Ecco, dunque, che non può essere il numero degli affiliati nelle roccaforti di Totò Riina e di Matteo Messina Denaro la chiave di lettura delle minacce di morte che Riina da Opera (Milano), dove è (teoricamente) recluso in regime di carcere duro, lancia in primis a Di Matteo, impegnato nei processi sulla (presunta) trattativa tra Stato e Cosa nostra. Minacce che fioccano, senza soluzione di continuità, anche sulla testa dei suoi colleghi delle procure di Palermo e Caltanissetta, Francesco Messineo, Vittorio Teresi, Francesco Del Bene, Roberto Tartaglia, Roberto Scarpinato, Sergio Lari e Domenico Gozzo.

Questo annuncio di morte suona complesso e tragico perché lo Stato non può permettersi di perdere Di Matteo e i suoi colleghi. Di Matteo, Teresi e il pool, stanno ormai indagando da anni sulla (presunta) trattativa tra Stato e Cosa nostra che vede imputata quella parte dello Stato che per l'accusa avrebbe patteggiato con l'ala antistragista, tradizionalmente legata a Bernardo Provenzano. In questo percorso Riina sarebbe, per paradosso, parte offesa perché la salvaguardia e le garanzie eventualmente prestate da pezzi infedeli dello Stato ai “moderati” di Binnu u tratturi avrebbero messo all'angolo, come un pugile ferito, lui e i corleonesi.
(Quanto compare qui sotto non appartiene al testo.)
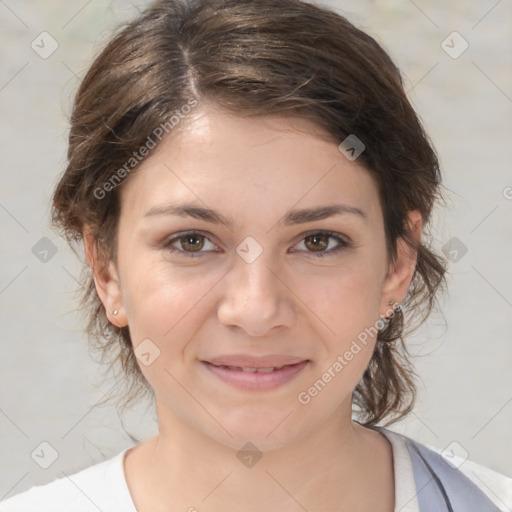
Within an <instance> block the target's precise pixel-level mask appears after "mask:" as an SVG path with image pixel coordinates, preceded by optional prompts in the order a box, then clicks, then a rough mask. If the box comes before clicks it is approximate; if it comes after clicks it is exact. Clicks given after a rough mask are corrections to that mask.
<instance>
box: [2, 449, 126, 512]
mask: <svg viewBox="0 0 512 512" xmlns="http://www.w3.org/2000/svg"><path fill="white" fill-rule="evenodd" d="M127 451H128V449H126V450H123V451H122V452H121V453H119V454H118V455H116V456H115V457H113V458H111V459H109V460H106V461H104V462H101V463H99V464H96V465H94V466H90V467H88V468H86V469H84V470H82V471H79V472H77V473H74V474H71V475H65V476H64V477H62V478H58V479H57V480H55V481H53V482H51V483H49V484H46V485H37V486H33V487H32V488H30V489H29V490H27V491H25V492H22V493H20V494H17V495H15V496H12V497H11V498H8V499H7V500H5V501H2V502H0V512H36V511H37V512H57V511H59V512H61V511H63V510H73V511H74V512H92V511H94V512H97V511H98V510H105V511H107V510H112V504H115V507H114V508H117V507H119V506H120V509H121V510H123V511H126V512H135V507H134V506H133V503H132V501H131V498H130V494H129V492H128V488H127V485H126V480H125V477H124V469H123V461H124V455H125V454H126V452H127Z"/></svg>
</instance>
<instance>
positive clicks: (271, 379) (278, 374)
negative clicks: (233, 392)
mask: <svg viewBox="0 0 512 512" xmlns="http://www.w3.org/2000/svg"><path fill="white" fill-rule="evenodd" d="M233 359H234V358H231V360H229V361H227V360H226V358H224V359H223V360H222V361H220V360H216V361H215V360H212V361H201V363H202V364H203V365H204V366H205V367H206V369H207V370H208V371H209V372H210V373H211V374H213V375H214V376H216V377H218V378H219V379H220V380H222V381H223V382H225V383H226V384H229V385H231V386H233V387H235V388H237V389H241V390H244V391H269V390H272V389H276V388H278V387H280V386H282V385H284V384H286V383H287V382H289V381H291V380H292V379H293V378H294V377H296V376H297V375H298V374H299V373H300V372H301V371H302V370H303V369H304V368H305V367H306V366H307V364H308V362H309V360H301V359H298V358H287V360H288V363H286V362H283V361H284V358H282V357H281V358H276V357H274V358H261V359H258V360H255V359H251V361H248V360H247V358H244V361H241V360H240V358H238V361H239V365H235V364H233V362H234V361H233ZM270 359H272V361H270ZM278 359H280V360H278ZM222 363H230V364H222ZM271 363H272V364H271Z"/></svg>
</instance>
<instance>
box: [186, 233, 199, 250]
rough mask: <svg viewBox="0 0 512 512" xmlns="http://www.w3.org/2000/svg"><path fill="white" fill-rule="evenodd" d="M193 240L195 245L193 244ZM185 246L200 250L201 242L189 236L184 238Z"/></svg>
mask: <svg viewBox="0 0 512 512" xmlns="http://www.w3.org/2000/svg"><path fill="white" fill-rule="evenodd" d="M194 240H195V243H194ZM185 242H186V245H188V246H189V247H190V248H192V249H197V248H199V249H201V241H200V240H199V237H197V236H194V235H189V236H188V237H186V238H185Z"/></svg>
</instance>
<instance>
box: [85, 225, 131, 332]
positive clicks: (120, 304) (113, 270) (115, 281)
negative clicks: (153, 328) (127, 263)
mask: <svg viewBox="0 0 512 512" xmlns="http://www.w3.org/2000/svg"><path fill="white" fill-rule="evenodd" d="M84 248H85V255H86V258H87V262H88V264H89V267H90V268H91V271H92V273H93V277H94V284H95V287H96V291H97V292H98V296H99V298H100V300H101V302H102V303H103V306H104V307H105V314H106V316H107V318H108V320H109V322H110V323H112V324H113V325H115V326H117V327H124V326H126V325H127V324H128V322H127V320H126V313H125V310H124V307H123V302H122V294H121V286H120V282H119V275H118V272H117V269H116V267H115V265H114V263H113V262H112V261H109V262H104V261H103V260H102V258H101V257H99V255H98V245H97V240H96V238H95V237H94V235H93V234H92V232H91V231H89V230H86V231H84ZM114 312H115V313H114Z"/></svg>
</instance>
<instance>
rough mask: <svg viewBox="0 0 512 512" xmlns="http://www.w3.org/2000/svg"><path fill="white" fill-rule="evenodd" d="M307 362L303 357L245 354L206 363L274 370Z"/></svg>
mask: <svg viewBox="0 0 512 512" xmlns="http://www.w3.org/2000/svg"><path fill="white" fill-rule="evenodd" d="M302 361H306V359H304V358H302V357H294V356H286V355H277V354H276V355H268V356H249V355H245V354H232V355H226V356H218V357H213V358H211V359H208V360H205V361H204V362H207V363H210V364H213V365H215V366H239V367H240V368H274V367H279V366H286V365H290V364H297V363H301V362H302Z"/></svg>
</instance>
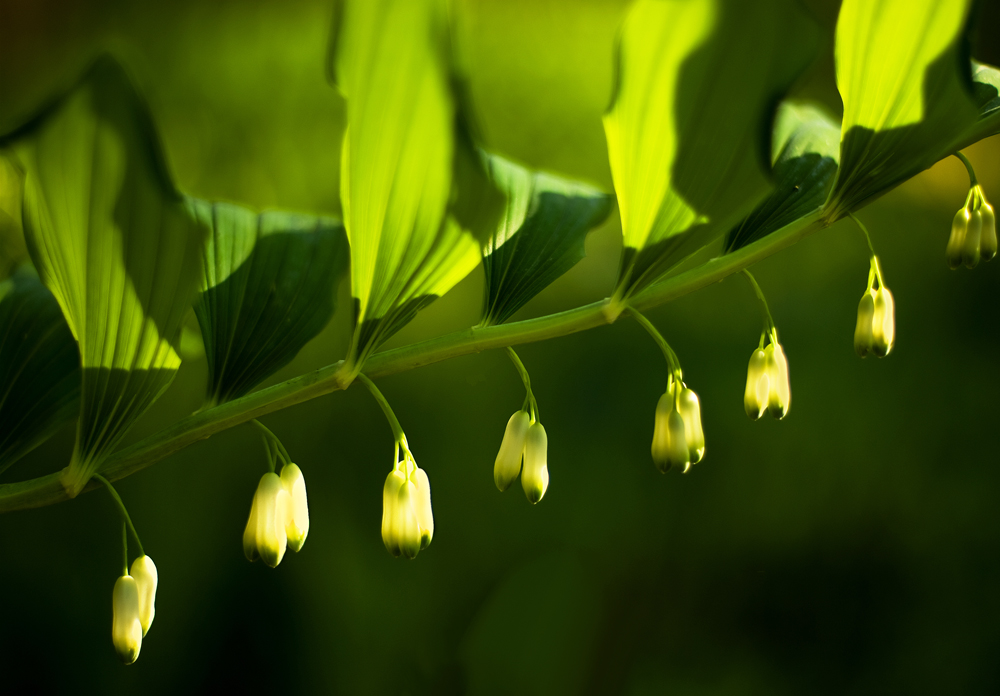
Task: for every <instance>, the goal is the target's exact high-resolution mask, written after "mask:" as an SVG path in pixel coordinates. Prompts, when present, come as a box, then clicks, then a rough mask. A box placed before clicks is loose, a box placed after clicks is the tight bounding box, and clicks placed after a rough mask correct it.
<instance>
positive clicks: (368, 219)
mask: <svg viewBox="0 0 1000 696" xmlns="http://www.w3.org/2000/svg"><path fill="white" fill-rule="evenodd" d="M335 30H336V32H337V36H336V39H335V40H333V41H332V42H331V45H332V46H333V47H334V48H333V53H334V55H333V57H332V59H333V60H334V62H335V67H334V71H333V73H334V79H335V80H336V82H337V85H338V87H339V88H340V90H341V92H342V93H343V95H344V96H345V97H346V99H347V124H348V125H347V130H346V132H345V134H344V144H343V150H342V165H341V203H342V206H343V212H344V224H345V226H346V228H347V235H348V239H349V240H350V243H351V289H352V295H353V297H354V302H355V322H356V327H355V334H354V338H353V340H352V346H351V353H350V355H349V357H348V363H347V367H346V368H345V369H346V370H347V372H348V373H349V374H350V376H353V373H356V372H357V370H359V369H360V366H361V365H362V364H363V362H364V360H365V358H366V357H367V356H368V354H369V353H370V352H371V351H372V350H374V349H375V347H377V346H378V345H379V344H380V343H381V342H382V341H384V340H385V339H386V338H388V337H389V336H390V335H392V333H393V332H395V331H396V330H398V329H399V328H400V327H401V326H402V325H403V324H405V323H406V322H407V321H409V319H410V318H412V316H413V315H414V314H415V313H416V311H417V310H418V309H420V308H421V307H423V306H425V305H426V304H427V303H428V302H431V301H432V300H433V299H434V298H436V297H438V296H440V295H442V294H444V293H445V292H447V291H448V290H449V289H451V288H452V287H453V286H454V285H455V284H456V283H457V282H458V281H459V280H461V279H462V278H464V277H465V276H466V275H467V274H468V273H469V272H470V271H471V270H472V269H473V268H474V267H475V266H476V264H477V263H478V262H479V254H480V252H479V244H478V243H477V241H476V238H475V237H474V235H473V234H472V233H471V232H470V231H469V230H467V229H463V227H462V225H461V224H460V223H459V222H458V221H457V220H456V219H455V218H454V217H453V216H451V215H449V204H450V202H451V200H452V189H453V186H452V184H453V166H454V163H455V126H456V115H455V99H454V95H453V94H452V91H451V89H452V88H451V82H450V67H449V59H448V25H447V7H446V5H445V3H444V2H443V1H441V0H359V1H354V2H347V3H346V4H345V5H344V7H343V8H342V13H341V14H340V18H339V21H338V23H337V26H336V28H335Z"/></svg>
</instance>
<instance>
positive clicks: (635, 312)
mask: <svg viewBox="0 0 1000 696" xmlns="http://www.w3.org/2000/svg"><path fill="white" fill-rule="evenodd" d="M625 311H626V312H628V313H629V314H630V315H631V316H632V318H633V319H635V320H636V322H638V324H639V326H641V327H642V328H644V329H645V330H646V333H648V334H649V335H650V336H651V337H652V339H653V341H654V342H655V343H656V345H658V346H659V347H660V351H661V352H662V353H663V357H664V359H665V360H666V361H667V368H668V369H669V370H670V373H671V374H672V375H674V377H675V378H676V379H677V381H680V380H681V362H680V360H678V359H677V353H675V352H674V349H673V348H671V347H670V344H669V343H667V340H666V339H665V338H663V334H661V333H660V332H659V331H658V330H657V328H656V327H655V326H653V322H651V321H650V320H649V319H647V318H646V317H645V316H643V315H642V314H641V313H640V312H639V310H637V309H635V308H634V307H626V308H625Z"/></svg>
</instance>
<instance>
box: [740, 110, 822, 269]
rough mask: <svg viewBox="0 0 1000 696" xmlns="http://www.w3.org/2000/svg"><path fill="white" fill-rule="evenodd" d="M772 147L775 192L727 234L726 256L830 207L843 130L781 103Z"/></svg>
mask: <svg viewBox="0 0 1000 696" xmlns="http://www.w3.org/2000/svg"><path fill="white" fill-rule="evenodd" d="M772 143H773V145H772V148H773V150H772V157H773V159H774V169H773V170H772V176H773V178H774V189H773V190H772V191H771V193H770V195H769V196H768V197H767V198H765V199H764V200H763V201H762V202H761V203H760V204H759V205H758V206H757V207H756V208H754V210H753V212H752V213H750V215H748V216H747V217H746V218H744V219H743V221H742V222H740V224H739V225H737V226H735V227H733V228H732V229H731V230H730V231H729V234H728V235H727V236H726V252H727V253H728V252H731V251H736V250H737V249H740V248H742V247H745V246H746V245H747V244H750V243H751V242H755V241H757V240H758V239H761V238H763V237H765V236H767V235H769V234H771V233H772V232H775V231H776V230H779V229H781V228H782V227H785V226H786V225H789V224H791V223H793V222H795V221H796V220H799V219H801V218H803V217H805V216H807V215H810V214H811V213H814V212H816V211H818V210H819V209H820V208H822V207H823V204H824V203H826V198H827V195H828V194H829V193H830V187H831V186H832V185H833V179H834V177H835V176H836V174H837V161H838V159H839V158H840V125H839V124H838V123H837V122H836V121H834V120H833V119H832V118H830V117H829V116H828V115H827V114H825V113H824V112H823V111H822V110H821V109H818V108H816V107H815V106H812V105H810V104H807V103H801V102H783V103H782V105H781V106H780V107H779V108H778V116H777V118H776V119H775V123H774V137H773V139H772Z"/></svg>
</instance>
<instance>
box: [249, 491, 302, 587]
mask: <svg viewBox="0 0 1000 696" xmlns="http://www.w3.org/2000/svg"><path fill="white" fill-rule="evenodd" d="M290 502H291V501H290V498H289V495H288V491H286V490H285V488H284V486H282V484H281V478H279V477H278V475H277V474H275V473H274V472H269V473H266V474H264V475H263V476H261V478H260V483H259V484H257V492H256V493H255V494H254V497H253V504H252V505H251V506H250V519H249V520H247V526H246V529H245V530H244V531H243V553H244V554H246V557H247V558H248V559H249V560H251V561H253V560H256V559H257V557H258V556H260V558H261V560H263V561H264V563H266V564H267V565H269V566H271V567H272V568H275V567H277V565H278V564H279V563H281V559H282V558H283V557H284V555H285V546H286V544H287V542H288V539H287V537H286V535H285V525H286V523H287V521H288V514H289V512H288V509H289V503H290Z"/></svg>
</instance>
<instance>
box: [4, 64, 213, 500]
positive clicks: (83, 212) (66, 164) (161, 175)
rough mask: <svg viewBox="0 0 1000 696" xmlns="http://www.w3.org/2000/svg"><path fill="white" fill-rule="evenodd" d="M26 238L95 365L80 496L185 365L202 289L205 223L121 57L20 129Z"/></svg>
mask: <svg viewBox="0 0 1000 696" xmlns="http://www.w3.org/2000/svg"><path fill="white" fill-rule="evenodd" d="M17 136H18V139H17V140H16V142H14V143H13V146H14V151H15V154H16V156H17V157H18V159H19V161H20V164H21V166H22V167H23V170H24V173H25V183H24V232H25V240H26V242H27V245H28V250H29V252H30V254H31V258H32V260H33V261H34V264H35V267H36V268H37V269H38V273H39V276H40V277H41V279H42V280H43V282H44V283H45V285H46V286H47V287H48V288H49V289H50V290H51V291H52V294H53V295H55V298H56V300H57V301H58V302H59V305H60V306H61V307H62V310H63V314H64V316H65V317H66V321H67V323H68V324H69V328H70V330H71V331H72V332H73V335H74V336H75V337H76V339H77V341H78V343H79V348H80V356H81V361H82V366H83V376H82V391H81V407H80V420H79V423H78V426H77V438H76V447H75V449H74V452H73V458H72V460H71V462H70V465H69V467H68V468H67V469H66V470H65V471H64V473H63V478H62V480H63V485H64V486H65V487H66V489H67V491H68V492H69V493H70V495H75V494H76V493H78V492H79V491H80V490H81V489H82V488H83V486H84V485H85V484H86V483H87V481H88V480H89V479H90V476H91V475H92V474H93V473H94V472H95V471H96V470H97V469H98V468H99V467H100V465H101V463H102V461H103V460H104V458H105V457H106V456H107V454H109V453H110V451H111V450H112V449H113V448H114V447H115V446H116V445H117V444H118V443H119V442H120V441H121V439H122V437H123V436H124V435H125V433H126V432H127V431H128V429H129V427H130V426H131V425H132V424H133V423H134V422H135V420H136V419H137V418H138V417H139V416H140V415H142V413H143V412H145V410H146V409H147V408H148V407H149V406H150V404H152V403H153V401H155V400H156V398H157V397H158V396H160V394H162V393H163V391H164V390H165V389H166V388H167V386H168V385H169V384H170V381H171V380H172V379H173V377H174V375H175V374H176V372H177V368H178V367H179V365H180V358H179V357H178V355H177V353H176V352H175V350H174V348H173V346H172V345H171V342H172V341H175V340H176V339H177V335H178V332H179V329H180V325H181V321H182V320H183V317H184V313H185V312H186V311H187V310H188V307H189V306H190V304H191V301H192V299H193V295H194V293H195V291H196V290H197V283H198V275H199V273H198V271H199V264H200V257H199V254H200V250H201V248H202V243H203V239H204V234H205V229H204V226H203V225H201V224H200V223H198V222H197V221H196V220H195V218H194V217H193V215H192V213H191V211H190V210H188V208H187V204H186V203H185V201H184V199H183V198H182V197H181V196H180V195H179V194H178V193H177V192H176V191H175V190H174V188H173V186H172V184H171V182H170V179H169V177H168V175H167V173H166V169H165V166H164V163H163V161H162V155H161V151H160V147H159V143H158V141H157V138H156V134H155V132H154V130H153V125H152V121H151V119H150V116H149V113H148V112H147V110H146V107H145V104H144V103H143V102H142V101H141V100H140V99H139V97H138V95H137V94H136V93H135V91H134V90H133V88H132V86H131V84H130V83H129V81H128V78H127V77H126V76H125V74H124V72H123V71H122V69H121V67H120V66H119V65H118V64H117V63H116V62H114V61H113V60H112V59H110V58H102V59H100V60H99V61H98V62H96V63H95V64H94V66H93V67H92V68H91V69H90V71H89V72H88V73H87V75H86V76H85V77H84V79H83V81H82V82H81V83H80V84H79V85H78V86H77V87H76V88H75V89H74V90H73V91H72V92H70V93H69V94H68V95H67V96H66V97H65V98H63V99H62V100H61V101H60V102H59V103H58V104H56V105H55V106H54V107H53V108H52V109H51V110H50V111H49V112H47V113H46V114H45V115H44V116H43V117H41V118H39V119H38V120H36V121H35V122H34V123H32V124H31V125H30V126H29V127H27V128H26V129H24V130H23V131H21V132H20V133H18V134H17Z"/></svg>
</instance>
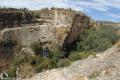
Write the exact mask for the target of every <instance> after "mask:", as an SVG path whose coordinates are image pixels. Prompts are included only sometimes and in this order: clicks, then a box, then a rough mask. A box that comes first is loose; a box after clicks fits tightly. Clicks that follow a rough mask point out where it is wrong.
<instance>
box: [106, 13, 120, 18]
mask: <svg viewBox="0 0 120 80" xmlns="http://www.w3.org/2000/svg"><path fill="white" fill-rule="evenodd" d="M106 15H109V16H111V17H113V18H119V19H120V15H119V14H113V13H108V14H106Z"/></svg>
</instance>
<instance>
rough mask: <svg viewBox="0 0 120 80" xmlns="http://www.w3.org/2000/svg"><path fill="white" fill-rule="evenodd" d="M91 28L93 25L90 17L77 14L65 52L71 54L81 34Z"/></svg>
mask: <svg viewBox="0 0 120 80" xmlns="http://www.w3.org/2000/svg"><path fill="white" fill-rule="evenodd" d="M90 27H91V25H90V19H89V17H87V16H85V15H80V14H76V15H75V17H74V19H73V24H72V27H71V31H70V33H69V34H68V36H67V37H66V39H65V41H64V44H63V50H64V51H67V52H69V51H70V50H71V49H73V48H75V43H76V40H77V39H78V37H79V34H80V33H82V32H83V31H84V30H85V29H87V28H90Z"/></svg>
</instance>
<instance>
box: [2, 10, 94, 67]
mask: <svg viewBox="0 0 120 80" xmlns="http://www.w3.org/2000/svg"><path fill="white" fill-rule="evenodd" d="M33 13H34V14H37V15H39V17H37V19H36V21H37V23H30V24H24V25H21V26H15V27H14V26H12V27H9V28H7V27H4V29H2V30H0V43H1V44H3V45H0V55H3V56H4V57H3V58H4V59H6V60H7V59H8V60H7V61H10V60H9V59H11V58H12V57H13V56H14V55H15V56H16V55H17V56H18V57H21V56H24V55H26V54H27V53H28V54H30V55H33V56H34V55H35V54H34V52H33V51H32V50H31V48H30V45H31V44H32V43H33V42H37V41H41V42H42V43H44V44H43V47H44V45H46V43H47V44H49V45H51V46H52V47H56V45H57V46H59V47H62V46H63V45H64V46H65V47H66V45H70V47H71V46H72V44H73V42H74V41H75V40H76V39H77V37H78V35H79V33H81V32H82V31H84V29H86V28H89V27H91V24H93V23H92V22H91V21H90V19H89V17H87V16H86V15H85V14H83V13H81V12H76V11H74V10H71V9H42V10H40V11H33ZM5 19H6V18H5ZM66 37H67V38H66ZM65 38H66V39H65ZM6 41H7V43H5V42H6ZM9 42H10V43H11V42H13V43H12V44H9ZM16 42H17V44H16ZM6 45H10V47H11V48H9V46H6ZM24 53H25V54H24ZM6 54H10V55H11V56H10V57H8V56H6ZM1 57H2V56H1ZM6 57H7V58H6ZM3 58H1V59H3ZM5 62H6V61H5ZM5 62H4V61H3V63H5ZM8 63H9V62H8ZM5 66H6V64H5ZM0 67H3V68H4V66H1V65H0ZM0 69H2V68H0Z"/></svg>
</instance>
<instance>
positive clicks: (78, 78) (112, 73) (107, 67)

Non bisogna però dimenticare che Riina non è mai stato rimpiazzato al vertice della commissione provinciale, la cabina di regia che per una lunga stagione è stata la vera forza di Cosa nostra. Dal 2008 a oggi ci sono stati almeno due tentativi – andati a vuoto – di ricostituire la cupola che, formalmente, non si riunirebbe dal 1993, quando venne arrestato.

Riina, dunque, rimarrebbe il capo. Umiliato. Forse (s)venduto dalla “sbirritudine” di Provenzano – come si intravede nella ricostruzione del processo Mori-Obinu che ha visto in primo grado assolti i due ex vertici dei Ros dei Carabinieri – ma pur sempre un capo che troverebbe in Messina Denaro un alleato sul quale appoggiare la rinnovata strategia stragista. Per la Dia la leadership a Trapani di Messina Denaro è «incontrastata e indiscussa» ma c'è da chiedersi a quale scopo Messina Denaro (che non avrebbe alcuna intenzione di diventare il “capo dei capi”) dovrebbe perorare una linea stragista. Forse solo per vendetta visto che il suo esercito è al lumicino, lui è braccato e il suo immenso patrimonio pressoché azzerato.

Cercare la risposta della rinnovata strategia stragista sull'asse Palermo-Trapani è allora condizione necessaria ma non sufficiente perché lo stesso Riina sa che, anche nei suoi confronti, lo Stato non ha mancato di “peccare”, come nel caso della mancata perquisizione del covo abbandonato.
Ed ecco allora che le chiavi di lettura per il rischio mortale che, in primis, incombono su Di Matteo, vanno cercate fuori dalla Sicilia. A Roma, in quelle stanze dei poteri marci ai quali il pool palermitano sta dando la caccia come aveva fatto, prima di lui, Paolo Borsellino. In quelle stanze romane – crocevia di ogni decisione – sanno benissimo che, in primis, il pool palermitano non sta portando avanti i soli processi Mori-Obinu (ricorso in appello) e Stato-mafia ma anche una terza e riservatissima indagine (nella quale entrano anche le Procure di Reggio Calabria, Caltanissetta e Catania) destinata a riscrivere completamente le fasi della trattativa tra Stato e mafie (‘ndrangheta compresa) riportando indietro le lancette del tempo, ben prima del '92.

Ed allora il grido di morte di Riina andrebbe letto come la paura per la scoperta di verità inconfessabili che riguarderebbero anche la sua appannata leadership, come ha dichiarato domenica scorsa a «1/2 Ora» di Lucia Annunziata il capo della Procura di Caltanissetta, Sergio Lari, o come la foglia di fico dietro la quale si riparerebbero i poteri marci, pronti ad attribuire – come per le stragi di Capaci e Via D'Amelio – l'ennesimo omicidio eccellente alla follia di Riina. L'una ipotesi non esclude l'altra.